Kısaca bilişim hızlı büyüyecek ve girişimcilere fırsatlar sunacak. Bunun için gelişmeleri iyi analiz etmek, bir de yurtdışındaki trendleri iyi izlemek lazım. Özellikle de ‘bilişimin başkenti’ ABD’yi… Oradan iyi fırsatlar da yakalanabilir.
Bakan da kuru doğru tahmin edememiş!
Televizyonlar bir süredir 2007’yi analiz edip, yeni yıla yönelik tahmin yapmaya çalışıyorlar. sevgili Afa Boran’ı dinledim bir kanaldı. Shuaa Capital Yükselen Piyasalar Direktörü Afa Boran, “Hem borsa hem de faiz açısından çok değerliyiz” değerlendirmesini yaptıktan sonra, kendisine sorulan 2008 yılına yönelik kur tahmini için şunları söyledi:
“Döviz için tahmin yapmak çok zor. Geçen yıl bir yuvarlak masa toplantısında şimdiki bakan Mehmet Şimşek ve Deniz Gökçe ile birlikte tahmin yaptık. Üçümüz de yanıldık. Şimdi de öyle olacağını düşünüyorum.”
Afa’nın sözünü ettiği yuvarlak masa toplantısı, bizim Capital’in, İş Yatırım ile birlikte yayınladığı Geniş Açı dergisi için, geçen yılın Mart ayında yapılmıştı bu toplantı. Üç konuğa da döviz tahminleri sorulmuş, Deniz Gökçe rakam vermekten kaçınmış, ancak “Bu seviyelerde kalırız” diyerek 1.4’lere işaret etmişti. Afa’nın tahmini de 1.46’lar düzeyindeydi.
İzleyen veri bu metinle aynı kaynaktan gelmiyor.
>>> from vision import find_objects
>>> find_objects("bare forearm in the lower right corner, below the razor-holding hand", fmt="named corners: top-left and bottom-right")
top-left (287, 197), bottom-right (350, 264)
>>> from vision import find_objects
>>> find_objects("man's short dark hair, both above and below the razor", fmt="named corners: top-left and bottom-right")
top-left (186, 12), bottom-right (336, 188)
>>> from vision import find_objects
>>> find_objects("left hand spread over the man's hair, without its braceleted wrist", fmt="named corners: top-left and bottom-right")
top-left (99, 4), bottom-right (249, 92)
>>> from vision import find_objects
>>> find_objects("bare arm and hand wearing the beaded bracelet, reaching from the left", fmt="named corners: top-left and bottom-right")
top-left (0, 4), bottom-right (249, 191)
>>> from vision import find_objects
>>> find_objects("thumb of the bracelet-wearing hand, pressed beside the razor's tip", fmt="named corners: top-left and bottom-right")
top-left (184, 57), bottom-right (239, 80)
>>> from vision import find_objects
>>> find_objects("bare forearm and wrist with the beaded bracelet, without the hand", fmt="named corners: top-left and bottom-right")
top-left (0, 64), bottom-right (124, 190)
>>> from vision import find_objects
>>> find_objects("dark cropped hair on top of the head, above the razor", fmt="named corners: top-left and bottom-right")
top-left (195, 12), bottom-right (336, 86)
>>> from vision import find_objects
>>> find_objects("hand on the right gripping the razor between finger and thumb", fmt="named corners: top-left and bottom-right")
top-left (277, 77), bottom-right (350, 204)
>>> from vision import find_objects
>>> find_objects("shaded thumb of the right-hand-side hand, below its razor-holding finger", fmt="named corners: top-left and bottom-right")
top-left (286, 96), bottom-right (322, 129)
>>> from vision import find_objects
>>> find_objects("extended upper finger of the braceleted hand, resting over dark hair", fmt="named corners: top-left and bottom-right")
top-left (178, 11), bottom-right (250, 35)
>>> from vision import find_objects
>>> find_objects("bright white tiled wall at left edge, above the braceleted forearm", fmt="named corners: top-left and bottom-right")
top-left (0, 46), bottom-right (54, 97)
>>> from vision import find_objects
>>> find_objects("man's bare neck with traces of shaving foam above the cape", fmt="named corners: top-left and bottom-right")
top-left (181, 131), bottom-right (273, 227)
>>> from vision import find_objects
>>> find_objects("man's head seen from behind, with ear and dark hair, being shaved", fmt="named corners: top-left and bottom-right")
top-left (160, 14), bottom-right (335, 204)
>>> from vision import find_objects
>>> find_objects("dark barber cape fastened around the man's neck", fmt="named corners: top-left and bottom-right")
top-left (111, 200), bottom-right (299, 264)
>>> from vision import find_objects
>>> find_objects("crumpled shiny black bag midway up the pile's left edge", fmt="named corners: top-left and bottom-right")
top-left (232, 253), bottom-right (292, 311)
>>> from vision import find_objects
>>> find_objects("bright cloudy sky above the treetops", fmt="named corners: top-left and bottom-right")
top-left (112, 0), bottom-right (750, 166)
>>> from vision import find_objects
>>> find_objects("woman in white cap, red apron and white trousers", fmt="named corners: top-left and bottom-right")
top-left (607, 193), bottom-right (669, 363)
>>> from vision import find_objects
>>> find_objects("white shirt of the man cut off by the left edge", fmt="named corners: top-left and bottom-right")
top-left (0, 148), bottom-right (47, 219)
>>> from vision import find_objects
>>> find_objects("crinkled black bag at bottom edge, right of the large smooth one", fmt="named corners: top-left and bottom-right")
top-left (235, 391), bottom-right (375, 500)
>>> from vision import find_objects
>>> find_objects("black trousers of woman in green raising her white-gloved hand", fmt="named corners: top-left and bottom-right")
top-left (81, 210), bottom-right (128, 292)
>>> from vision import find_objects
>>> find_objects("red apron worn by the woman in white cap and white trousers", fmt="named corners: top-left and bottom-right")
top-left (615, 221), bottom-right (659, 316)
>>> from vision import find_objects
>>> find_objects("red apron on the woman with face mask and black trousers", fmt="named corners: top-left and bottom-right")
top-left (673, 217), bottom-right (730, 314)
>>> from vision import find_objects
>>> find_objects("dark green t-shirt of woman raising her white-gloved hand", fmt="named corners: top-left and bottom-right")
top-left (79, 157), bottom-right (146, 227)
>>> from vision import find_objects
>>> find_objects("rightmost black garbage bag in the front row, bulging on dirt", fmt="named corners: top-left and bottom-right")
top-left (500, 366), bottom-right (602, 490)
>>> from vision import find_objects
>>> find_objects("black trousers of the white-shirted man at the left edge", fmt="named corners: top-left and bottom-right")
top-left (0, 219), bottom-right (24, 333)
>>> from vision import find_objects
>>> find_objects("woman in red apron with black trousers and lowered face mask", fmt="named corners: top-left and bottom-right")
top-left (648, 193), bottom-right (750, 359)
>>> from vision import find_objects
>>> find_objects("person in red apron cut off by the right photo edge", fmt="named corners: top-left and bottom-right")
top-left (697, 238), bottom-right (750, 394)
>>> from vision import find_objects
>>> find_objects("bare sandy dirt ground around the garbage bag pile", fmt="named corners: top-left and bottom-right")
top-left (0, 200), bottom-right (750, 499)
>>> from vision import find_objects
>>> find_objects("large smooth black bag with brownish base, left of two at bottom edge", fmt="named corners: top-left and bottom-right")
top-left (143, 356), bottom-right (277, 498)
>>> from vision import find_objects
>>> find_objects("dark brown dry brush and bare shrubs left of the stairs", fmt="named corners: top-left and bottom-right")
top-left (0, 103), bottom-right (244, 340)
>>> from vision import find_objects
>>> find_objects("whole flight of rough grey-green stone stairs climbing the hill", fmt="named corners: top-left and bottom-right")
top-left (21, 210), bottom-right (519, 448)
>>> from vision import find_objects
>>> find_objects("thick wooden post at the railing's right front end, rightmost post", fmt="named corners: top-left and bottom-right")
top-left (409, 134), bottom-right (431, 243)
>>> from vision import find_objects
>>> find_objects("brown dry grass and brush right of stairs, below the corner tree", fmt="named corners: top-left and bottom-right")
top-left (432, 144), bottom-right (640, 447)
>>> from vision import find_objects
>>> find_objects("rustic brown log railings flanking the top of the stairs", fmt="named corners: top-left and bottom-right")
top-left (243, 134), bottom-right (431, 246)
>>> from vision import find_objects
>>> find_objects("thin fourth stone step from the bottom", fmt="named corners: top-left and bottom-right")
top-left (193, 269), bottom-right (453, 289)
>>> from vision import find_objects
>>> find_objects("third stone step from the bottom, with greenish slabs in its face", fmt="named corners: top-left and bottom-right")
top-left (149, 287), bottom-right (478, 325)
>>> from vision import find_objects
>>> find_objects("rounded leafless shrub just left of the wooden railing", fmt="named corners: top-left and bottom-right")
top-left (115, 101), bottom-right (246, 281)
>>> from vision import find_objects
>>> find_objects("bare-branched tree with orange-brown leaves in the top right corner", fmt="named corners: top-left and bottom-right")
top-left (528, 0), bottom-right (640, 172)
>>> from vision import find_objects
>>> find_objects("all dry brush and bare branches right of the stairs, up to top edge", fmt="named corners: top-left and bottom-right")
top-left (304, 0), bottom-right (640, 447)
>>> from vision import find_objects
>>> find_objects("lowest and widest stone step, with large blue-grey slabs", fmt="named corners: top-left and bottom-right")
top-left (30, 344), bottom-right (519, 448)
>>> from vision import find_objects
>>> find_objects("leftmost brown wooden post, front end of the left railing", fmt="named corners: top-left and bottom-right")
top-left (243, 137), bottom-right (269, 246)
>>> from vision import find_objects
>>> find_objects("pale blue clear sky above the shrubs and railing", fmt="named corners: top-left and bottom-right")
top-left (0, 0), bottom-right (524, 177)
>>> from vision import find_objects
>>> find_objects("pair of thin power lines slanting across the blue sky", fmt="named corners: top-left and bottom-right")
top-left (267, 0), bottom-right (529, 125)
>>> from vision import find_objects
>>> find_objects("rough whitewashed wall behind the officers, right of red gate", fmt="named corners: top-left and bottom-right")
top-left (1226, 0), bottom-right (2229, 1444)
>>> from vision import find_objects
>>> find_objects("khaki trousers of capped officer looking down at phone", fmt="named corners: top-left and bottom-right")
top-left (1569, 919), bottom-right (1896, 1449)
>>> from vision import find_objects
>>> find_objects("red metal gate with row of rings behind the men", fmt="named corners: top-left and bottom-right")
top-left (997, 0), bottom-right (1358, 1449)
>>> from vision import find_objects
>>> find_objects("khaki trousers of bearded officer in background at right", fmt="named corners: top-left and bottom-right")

Konuşmaları yeniden okudum. Afa, ısrarla şimdi Ekonomiden Sorumlu Devlet Bakanı olan Mehmet Şimşek’in tahminini sormuş. Şimşek, tahmin konusunda pek isteksiz davrandıktan sonra şunları söylemiş: “Nokta tahminler gelişmekte olan ülkeler için yüzde 100 yanlış çıkar. Merrill Lynch’in raporları var: 1,51 ve 7,2… Bu benim kişisel tahminim değil.”
Gördüğünüz gibi üç tahmin de yıl sonu kapanışı olan 1.17 düzeyinden çok uzakta. Bunları, uzmanları ve bakanı zor durumda bırakmak için yazmıyorum. Daha önce de dikkat çekmiştim. İçinde bulunduğumuz dönemde “kur tahmini” yapmak çok zor ve anlamsız. İşlerinizi ve riskinizi iyi yönetin. Kazandığınız parayla borçlanın. Ana trende odaklanın, günlük işlemlerden kaçının. Bakın, milyonlarca doları yönetenler bile ciddi şekilde yanılıyorlar.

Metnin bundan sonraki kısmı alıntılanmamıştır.